Provable Benefits of In-Tool Learning for Large Language Models
This work addresses scalability issues in AI for developers and researchers by providing theoretical and empirical evidence for tool-augmented workflows, though it is incremental as it builds on existing tool-use concepts.
The paper tackles the problem of limited factual recall in language models by demonstrating that in-tool learning (using external retrieval) allows for unbounded recall, while in-weight learning (memorization) is constrained by parameter count, with tool-using models outperforming memorizing ones in experiments.
Tool-augmented language models, equipped with retrieval, memory, or external APIs, are reshaping AI, yet their theoretical advantages remain underexplored.
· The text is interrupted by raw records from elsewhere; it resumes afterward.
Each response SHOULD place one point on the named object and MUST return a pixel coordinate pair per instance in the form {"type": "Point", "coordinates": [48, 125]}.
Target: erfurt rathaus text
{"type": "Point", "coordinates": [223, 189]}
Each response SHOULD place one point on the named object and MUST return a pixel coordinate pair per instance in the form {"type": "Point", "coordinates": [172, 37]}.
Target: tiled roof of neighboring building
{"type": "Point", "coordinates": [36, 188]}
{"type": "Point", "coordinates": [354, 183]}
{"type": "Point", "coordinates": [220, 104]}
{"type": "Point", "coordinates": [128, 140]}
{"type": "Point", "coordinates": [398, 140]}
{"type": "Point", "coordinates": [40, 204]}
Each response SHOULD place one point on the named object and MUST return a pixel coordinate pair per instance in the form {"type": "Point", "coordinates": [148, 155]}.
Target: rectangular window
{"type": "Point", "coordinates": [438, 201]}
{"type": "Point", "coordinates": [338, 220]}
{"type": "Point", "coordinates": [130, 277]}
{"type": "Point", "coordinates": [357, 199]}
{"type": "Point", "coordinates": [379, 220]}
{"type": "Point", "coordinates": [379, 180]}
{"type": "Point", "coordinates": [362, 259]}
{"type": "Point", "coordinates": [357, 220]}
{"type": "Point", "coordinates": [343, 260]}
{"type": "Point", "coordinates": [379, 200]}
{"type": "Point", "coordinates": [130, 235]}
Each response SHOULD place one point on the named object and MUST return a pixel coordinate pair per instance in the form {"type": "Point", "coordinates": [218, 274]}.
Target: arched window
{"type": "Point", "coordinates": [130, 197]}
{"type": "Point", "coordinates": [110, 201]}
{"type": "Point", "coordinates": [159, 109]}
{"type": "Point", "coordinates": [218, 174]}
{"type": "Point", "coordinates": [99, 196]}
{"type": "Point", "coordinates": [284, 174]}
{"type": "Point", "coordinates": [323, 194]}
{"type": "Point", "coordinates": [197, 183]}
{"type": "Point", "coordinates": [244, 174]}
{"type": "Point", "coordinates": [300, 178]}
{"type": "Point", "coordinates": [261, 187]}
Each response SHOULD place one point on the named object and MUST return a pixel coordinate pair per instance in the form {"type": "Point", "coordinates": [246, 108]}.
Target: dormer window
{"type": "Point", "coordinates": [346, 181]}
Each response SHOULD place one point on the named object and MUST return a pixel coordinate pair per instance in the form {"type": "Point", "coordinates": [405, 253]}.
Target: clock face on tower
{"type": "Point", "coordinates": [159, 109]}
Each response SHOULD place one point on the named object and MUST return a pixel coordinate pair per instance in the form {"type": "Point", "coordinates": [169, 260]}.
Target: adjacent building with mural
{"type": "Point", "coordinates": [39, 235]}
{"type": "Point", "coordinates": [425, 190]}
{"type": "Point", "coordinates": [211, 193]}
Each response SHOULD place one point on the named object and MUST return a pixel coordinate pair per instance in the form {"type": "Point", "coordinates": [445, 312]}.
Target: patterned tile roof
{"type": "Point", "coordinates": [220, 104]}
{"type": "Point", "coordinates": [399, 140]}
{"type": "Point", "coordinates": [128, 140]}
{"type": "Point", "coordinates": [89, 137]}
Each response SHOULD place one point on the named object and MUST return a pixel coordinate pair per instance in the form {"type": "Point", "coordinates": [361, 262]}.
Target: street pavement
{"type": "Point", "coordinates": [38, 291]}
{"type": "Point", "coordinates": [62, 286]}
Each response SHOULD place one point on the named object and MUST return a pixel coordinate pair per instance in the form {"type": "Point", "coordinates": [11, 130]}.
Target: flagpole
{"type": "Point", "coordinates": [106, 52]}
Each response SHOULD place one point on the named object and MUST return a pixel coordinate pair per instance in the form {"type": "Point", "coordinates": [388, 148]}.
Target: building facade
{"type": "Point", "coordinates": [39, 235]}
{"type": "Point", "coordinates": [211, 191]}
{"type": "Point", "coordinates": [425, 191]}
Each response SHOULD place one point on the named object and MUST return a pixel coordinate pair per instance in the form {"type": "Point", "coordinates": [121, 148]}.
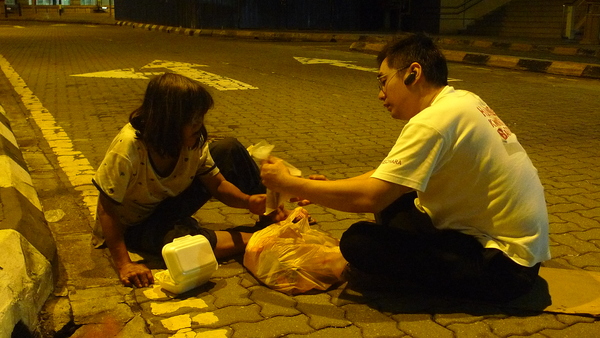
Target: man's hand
{"type": "Point", "coordinates": [257, 204]}
{"type": "Point", "coordinates": [304, 202]}
{"type": "Point", "coordinates": [273, 173]}
{"type": "Point", "coordinates": [135, 274]}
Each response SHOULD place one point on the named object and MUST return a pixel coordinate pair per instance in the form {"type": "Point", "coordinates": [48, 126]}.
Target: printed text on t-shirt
{"type": "Point", "coordinates": [495, 121]}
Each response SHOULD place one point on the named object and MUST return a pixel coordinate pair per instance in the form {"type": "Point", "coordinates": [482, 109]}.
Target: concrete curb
{"type": "Point", "coordinates": [25, 274]}
{"type": "Point", "coordinates": [248, 34]}
{"type": "Point", "coordinates": [511, 62]}
{"type": "Point", "coordinates": [372, 44]}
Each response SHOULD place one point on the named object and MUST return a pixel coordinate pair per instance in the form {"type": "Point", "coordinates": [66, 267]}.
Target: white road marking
{"type": "Point", "coordinates": [77, 168]}
{"type": "Point", "coordinates": [343, 64]}
{"type": "Point", "coordinates": [186, 69]}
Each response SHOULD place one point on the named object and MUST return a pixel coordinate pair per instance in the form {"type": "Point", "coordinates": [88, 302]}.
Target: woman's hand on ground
{"type": "Point", "coordinates": [135, 274]}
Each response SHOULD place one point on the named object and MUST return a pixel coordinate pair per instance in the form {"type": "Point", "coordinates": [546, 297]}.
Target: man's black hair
{"type": "Point", "coordinates": [418, 48]}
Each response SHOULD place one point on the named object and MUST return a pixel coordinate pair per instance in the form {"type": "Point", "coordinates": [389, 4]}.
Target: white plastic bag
{"type": "Point", "coordinates": [261, 151]}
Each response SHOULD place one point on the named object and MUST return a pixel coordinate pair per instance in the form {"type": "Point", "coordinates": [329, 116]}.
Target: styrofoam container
{"type": "Point", "coordinates": [190, 263]}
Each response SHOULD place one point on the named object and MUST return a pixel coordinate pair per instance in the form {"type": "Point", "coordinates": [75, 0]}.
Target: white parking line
{"type": "Point", "coordinates": [77, 168]}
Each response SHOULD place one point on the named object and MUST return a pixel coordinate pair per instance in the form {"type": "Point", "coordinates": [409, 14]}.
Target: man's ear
{"type": "Point", "coordinates": [410, 78]}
In this paper, we address this question by demonstrating the benefits of in-tool learning (external retrieval) over in-weight learning (memorization) for factual recall. We show that the number of facts a model can memorize solely in its weights is fundamentally limited by its parameter count. In contrast, we prove that tool-use enables unbounded factual recall via a simple and efficient circuit construction. These results are validated in controlled experiments, where tool-using models consistently outperform memorizing ones. We further show that for pretrained large language models, teaching tool-use and general rules is more effective than finetuning facts into memory. Our work provides both a theoretical and empirical foundation, establishing why tool-augmented workflows are not just practical, but provably more scalable.